This is utterly fascinating.
To be clear -- it stores a low-res version in the output file, uses neural networks to predict the full-res version, then encodes the difference between the predicted full-res version and the actual full-res version, and stores that difference as well. (Technically, multiple iterations of this.)
I've been wondering when image and video compression would start utilizing standard neural network "dictionaries" to achieve greater compression, at the (small) cost of requiring a local NN file that encodes all the standard image "elements".
This seems like a great step in that direction.
Interesting. It sounds like the idea is fundamentally like factoring out knowledge of "real image" structure into a neutral net. In a way, this is similar to the perceptual models used to discard data in lossy compression.
This is really interesting but out of my league technically. I understand that super-resolution is the technique of inferring a higher-resolution truth from several lower-resolution captured photos, but I'm not sure how this is used to turn a high-resolution image into a lower-resolution one. Can someone explain this to an educated layman?
I asked a question about a similar idea on Stack Overflow in 2014. https://cs.stackexchange.com/questions/22317/does-there-exis...
They did not have any idea and they were dicks about it as usual.
This technology is super awesome... and it's been available for awhile.
A few years ago, I worked for #bigcorp on a product which, among other things, optimized and productized a super resolution model and made it available to customers.
For anyone looking for it - it should be available in several open source libraries (and closed source #bigcorp packages) as an already trained model which is ready to deploy
On the order of 10% smaller than WebP, substantially slower encode/decode.
Reminds me of this.
Gave me a comical thought if such things can be permitted.
You split into rgb and b/w, turn the pictures into blurred vector graphics.
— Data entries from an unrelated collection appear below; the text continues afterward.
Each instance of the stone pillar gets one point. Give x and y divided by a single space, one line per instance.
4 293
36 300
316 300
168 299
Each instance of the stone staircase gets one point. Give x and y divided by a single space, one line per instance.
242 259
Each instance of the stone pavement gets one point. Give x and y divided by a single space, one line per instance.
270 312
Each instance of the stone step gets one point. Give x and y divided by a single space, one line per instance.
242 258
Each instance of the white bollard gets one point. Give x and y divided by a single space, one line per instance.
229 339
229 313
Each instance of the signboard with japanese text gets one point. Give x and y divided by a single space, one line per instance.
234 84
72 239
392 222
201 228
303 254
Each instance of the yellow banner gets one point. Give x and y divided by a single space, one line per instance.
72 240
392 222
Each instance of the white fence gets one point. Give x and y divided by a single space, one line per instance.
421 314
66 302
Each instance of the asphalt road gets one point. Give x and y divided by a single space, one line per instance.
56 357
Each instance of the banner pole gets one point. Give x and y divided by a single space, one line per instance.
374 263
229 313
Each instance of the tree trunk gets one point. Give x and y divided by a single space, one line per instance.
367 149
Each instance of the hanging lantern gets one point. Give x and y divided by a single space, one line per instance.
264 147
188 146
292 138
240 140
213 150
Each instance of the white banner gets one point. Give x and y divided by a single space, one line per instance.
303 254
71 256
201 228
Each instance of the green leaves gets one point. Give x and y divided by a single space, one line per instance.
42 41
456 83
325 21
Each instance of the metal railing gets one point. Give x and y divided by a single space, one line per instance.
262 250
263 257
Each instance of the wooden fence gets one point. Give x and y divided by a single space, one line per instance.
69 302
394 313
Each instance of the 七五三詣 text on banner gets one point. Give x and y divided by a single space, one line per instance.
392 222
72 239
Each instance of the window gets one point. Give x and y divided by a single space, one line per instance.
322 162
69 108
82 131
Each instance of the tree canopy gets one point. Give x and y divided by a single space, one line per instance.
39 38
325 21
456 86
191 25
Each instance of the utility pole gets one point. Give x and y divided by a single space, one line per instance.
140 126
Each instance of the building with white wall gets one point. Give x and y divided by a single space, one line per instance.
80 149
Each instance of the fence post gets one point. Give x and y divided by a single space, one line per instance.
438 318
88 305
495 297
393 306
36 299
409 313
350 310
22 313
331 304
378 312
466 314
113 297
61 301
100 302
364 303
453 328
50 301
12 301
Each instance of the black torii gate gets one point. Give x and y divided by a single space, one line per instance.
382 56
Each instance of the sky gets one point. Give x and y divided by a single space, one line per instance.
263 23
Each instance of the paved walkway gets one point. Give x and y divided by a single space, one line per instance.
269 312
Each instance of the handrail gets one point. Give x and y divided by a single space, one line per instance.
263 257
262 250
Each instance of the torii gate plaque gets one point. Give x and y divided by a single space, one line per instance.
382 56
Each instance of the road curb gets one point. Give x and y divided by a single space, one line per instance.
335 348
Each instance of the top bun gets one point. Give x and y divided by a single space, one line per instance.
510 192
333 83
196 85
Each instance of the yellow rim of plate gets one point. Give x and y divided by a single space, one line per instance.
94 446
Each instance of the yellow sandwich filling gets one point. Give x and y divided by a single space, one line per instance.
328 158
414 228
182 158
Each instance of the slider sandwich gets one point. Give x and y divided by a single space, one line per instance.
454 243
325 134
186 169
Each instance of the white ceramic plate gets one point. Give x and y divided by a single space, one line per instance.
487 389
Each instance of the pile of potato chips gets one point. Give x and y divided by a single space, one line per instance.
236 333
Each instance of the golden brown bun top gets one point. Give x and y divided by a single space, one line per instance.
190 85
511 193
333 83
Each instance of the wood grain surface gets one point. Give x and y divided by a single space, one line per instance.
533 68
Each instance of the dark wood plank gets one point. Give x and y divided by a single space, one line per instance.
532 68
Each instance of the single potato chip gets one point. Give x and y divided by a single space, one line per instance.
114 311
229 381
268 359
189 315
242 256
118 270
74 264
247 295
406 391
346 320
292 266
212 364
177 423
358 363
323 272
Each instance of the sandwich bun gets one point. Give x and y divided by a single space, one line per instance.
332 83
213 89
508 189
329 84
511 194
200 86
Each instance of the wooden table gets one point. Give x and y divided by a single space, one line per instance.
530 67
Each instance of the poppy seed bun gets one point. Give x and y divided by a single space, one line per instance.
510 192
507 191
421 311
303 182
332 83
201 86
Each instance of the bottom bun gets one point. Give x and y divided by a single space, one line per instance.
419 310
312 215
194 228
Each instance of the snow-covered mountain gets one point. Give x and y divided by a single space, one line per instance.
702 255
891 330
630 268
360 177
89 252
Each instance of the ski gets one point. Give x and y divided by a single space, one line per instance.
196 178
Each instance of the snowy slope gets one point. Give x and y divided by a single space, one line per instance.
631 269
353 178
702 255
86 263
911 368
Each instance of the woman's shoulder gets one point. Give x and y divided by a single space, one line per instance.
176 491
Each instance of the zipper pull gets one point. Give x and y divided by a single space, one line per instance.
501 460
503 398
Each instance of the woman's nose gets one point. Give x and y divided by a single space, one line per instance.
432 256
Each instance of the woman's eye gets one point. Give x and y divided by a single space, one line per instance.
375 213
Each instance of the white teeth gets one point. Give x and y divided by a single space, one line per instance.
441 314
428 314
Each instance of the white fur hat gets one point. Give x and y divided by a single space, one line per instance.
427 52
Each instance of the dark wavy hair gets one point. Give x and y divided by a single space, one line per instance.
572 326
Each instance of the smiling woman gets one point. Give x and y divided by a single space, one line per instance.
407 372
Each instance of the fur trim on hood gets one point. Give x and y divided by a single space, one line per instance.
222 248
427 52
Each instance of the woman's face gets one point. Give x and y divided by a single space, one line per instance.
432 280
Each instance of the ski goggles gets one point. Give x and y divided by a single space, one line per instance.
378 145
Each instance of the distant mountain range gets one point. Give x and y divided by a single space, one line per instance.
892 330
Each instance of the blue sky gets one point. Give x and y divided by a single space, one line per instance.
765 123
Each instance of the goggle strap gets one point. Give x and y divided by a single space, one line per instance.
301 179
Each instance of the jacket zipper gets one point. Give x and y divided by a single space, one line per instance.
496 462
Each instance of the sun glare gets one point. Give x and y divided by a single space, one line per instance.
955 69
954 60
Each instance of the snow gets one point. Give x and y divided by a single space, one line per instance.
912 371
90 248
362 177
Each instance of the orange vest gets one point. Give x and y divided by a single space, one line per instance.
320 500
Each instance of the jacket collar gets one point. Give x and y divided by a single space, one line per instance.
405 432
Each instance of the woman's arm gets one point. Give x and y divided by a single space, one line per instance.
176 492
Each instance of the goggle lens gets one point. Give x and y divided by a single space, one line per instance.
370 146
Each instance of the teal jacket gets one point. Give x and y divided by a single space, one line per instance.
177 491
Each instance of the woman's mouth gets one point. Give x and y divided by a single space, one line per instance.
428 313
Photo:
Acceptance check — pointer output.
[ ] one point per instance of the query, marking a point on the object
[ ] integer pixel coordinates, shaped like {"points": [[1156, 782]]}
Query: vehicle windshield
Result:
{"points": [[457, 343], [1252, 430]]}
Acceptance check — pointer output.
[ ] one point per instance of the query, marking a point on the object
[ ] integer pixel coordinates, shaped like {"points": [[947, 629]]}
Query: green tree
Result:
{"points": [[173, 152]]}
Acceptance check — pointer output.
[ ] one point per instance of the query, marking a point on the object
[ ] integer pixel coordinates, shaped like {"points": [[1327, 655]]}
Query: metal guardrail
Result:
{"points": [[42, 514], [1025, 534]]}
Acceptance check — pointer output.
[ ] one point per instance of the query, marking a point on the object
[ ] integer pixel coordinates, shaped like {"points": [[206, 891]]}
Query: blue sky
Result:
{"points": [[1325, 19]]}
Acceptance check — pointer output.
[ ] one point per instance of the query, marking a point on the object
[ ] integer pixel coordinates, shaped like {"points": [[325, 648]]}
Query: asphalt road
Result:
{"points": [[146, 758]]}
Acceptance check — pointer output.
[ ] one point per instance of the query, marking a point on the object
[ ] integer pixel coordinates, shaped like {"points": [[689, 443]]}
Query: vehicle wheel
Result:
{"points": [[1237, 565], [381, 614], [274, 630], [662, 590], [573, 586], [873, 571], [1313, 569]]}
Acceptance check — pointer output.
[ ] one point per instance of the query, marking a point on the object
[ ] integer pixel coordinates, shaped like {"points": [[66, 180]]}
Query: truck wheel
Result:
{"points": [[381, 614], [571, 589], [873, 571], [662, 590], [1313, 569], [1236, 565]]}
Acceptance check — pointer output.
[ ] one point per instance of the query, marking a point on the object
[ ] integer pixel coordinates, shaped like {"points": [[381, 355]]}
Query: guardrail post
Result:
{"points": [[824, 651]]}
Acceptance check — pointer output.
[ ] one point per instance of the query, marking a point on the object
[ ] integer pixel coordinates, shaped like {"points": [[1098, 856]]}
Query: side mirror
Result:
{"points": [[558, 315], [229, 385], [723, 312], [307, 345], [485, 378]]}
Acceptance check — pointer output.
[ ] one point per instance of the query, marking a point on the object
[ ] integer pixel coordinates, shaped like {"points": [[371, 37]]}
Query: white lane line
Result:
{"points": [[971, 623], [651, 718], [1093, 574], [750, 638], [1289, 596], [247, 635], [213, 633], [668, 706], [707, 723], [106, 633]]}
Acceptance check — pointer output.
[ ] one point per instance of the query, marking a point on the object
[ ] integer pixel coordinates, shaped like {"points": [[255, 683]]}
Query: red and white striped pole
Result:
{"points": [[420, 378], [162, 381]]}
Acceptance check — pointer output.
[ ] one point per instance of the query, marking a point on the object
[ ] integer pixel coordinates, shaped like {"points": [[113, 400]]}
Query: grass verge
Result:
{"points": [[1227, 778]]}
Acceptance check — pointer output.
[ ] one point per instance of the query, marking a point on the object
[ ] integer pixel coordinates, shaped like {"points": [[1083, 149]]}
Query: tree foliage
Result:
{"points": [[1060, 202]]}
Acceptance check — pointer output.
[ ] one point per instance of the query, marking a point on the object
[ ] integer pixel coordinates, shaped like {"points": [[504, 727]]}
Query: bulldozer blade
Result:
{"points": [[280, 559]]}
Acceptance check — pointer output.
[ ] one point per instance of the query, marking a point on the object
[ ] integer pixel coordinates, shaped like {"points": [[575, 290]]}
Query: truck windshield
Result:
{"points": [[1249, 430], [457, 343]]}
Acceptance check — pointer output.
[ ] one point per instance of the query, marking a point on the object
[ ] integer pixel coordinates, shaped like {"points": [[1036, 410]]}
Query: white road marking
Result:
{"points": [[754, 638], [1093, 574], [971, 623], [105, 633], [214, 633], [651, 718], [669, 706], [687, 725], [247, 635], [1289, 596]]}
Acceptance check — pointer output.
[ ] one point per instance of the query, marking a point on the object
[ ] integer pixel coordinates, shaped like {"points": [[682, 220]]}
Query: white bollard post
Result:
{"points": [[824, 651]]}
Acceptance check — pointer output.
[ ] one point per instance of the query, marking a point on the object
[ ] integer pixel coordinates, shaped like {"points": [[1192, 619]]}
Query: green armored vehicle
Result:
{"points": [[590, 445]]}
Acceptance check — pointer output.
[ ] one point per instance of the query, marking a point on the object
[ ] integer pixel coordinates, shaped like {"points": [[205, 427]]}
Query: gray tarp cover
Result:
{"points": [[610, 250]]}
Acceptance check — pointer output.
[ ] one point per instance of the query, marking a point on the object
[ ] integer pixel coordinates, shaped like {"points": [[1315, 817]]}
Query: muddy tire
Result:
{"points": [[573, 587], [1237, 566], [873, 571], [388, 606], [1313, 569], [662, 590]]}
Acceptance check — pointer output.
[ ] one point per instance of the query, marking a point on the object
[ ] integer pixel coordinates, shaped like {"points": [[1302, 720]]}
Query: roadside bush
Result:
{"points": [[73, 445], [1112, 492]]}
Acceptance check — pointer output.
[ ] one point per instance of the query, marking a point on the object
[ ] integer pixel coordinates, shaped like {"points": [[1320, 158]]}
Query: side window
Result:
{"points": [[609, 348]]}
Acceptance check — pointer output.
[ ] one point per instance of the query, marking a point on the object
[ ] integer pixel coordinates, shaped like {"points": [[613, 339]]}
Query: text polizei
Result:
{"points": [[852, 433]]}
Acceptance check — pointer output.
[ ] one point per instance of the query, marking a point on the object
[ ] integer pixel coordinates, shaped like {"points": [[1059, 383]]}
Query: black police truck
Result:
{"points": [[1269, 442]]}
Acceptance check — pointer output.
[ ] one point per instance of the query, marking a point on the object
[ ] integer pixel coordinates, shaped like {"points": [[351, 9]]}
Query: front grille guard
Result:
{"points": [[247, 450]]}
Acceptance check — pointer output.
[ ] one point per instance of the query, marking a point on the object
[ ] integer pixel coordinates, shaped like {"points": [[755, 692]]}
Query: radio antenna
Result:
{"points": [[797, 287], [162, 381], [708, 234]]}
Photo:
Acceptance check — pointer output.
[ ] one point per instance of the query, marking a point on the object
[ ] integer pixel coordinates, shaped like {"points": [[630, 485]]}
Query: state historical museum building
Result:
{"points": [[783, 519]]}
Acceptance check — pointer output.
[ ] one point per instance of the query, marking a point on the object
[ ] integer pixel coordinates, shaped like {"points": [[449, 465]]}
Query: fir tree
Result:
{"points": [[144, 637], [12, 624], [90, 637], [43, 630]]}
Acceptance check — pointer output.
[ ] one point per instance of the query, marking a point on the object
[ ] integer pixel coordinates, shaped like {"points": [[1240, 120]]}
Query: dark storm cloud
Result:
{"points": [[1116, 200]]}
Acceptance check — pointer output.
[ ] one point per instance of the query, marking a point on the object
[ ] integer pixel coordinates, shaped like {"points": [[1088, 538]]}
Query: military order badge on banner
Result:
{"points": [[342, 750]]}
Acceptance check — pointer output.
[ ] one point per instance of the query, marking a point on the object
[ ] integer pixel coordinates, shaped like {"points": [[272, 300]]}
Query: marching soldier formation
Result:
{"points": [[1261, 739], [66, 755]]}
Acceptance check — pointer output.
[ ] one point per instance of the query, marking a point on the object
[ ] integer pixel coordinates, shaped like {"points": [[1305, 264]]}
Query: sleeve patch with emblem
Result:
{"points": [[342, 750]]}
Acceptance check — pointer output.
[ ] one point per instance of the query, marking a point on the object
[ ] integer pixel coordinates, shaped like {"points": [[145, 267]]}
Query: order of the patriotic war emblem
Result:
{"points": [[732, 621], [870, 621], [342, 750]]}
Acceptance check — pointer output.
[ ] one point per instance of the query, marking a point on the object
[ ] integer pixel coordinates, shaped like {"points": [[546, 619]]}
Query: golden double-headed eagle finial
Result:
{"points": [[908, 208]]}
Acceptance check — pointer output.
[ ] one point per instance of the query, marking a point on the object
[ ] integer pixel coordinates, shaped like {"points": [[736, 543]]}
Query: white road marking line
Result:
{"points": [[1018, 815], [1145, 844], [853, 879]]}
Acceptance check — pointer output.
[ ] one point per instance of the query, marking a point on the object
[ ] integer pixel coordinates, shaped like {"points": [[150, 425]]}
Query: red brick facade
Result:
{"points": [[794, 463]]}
Generate and use an incredibly large spectrum of compression formulas made up of separable approaches that each are sorted in such a way that one can dial into the most movie-like result.
3d models for the top million famous actors and 10 seconds of speech then deepfake to infinite resolution.
Speech to text with plot analysis since most movies are pretty much the same.
Sure, it wont be lossless but replacing a few unknown actors with famous ones and having a few accidental happy endings seems entirely reasonable.
Related for an other domain, lossless text compression using LSTM: https://bellard.org/nncp/
(this is by Fabrice Bellard, one wonder how he can achieve so much)
This is a lot like "waifu2x". That's super-resolution for anime images.
Reminds me of RAISR (https://ai.googleblog.com/2016/11/enhance-raisr-sharp-images...).
I remember talking with the team and they had production apps using it and reducing bandwidth by 30%, while only adding a few hundred kb to the app binary.
and what's the size of the neural network you have to ship for this to work? has anyone done the math on the break even point compared to other compression tools?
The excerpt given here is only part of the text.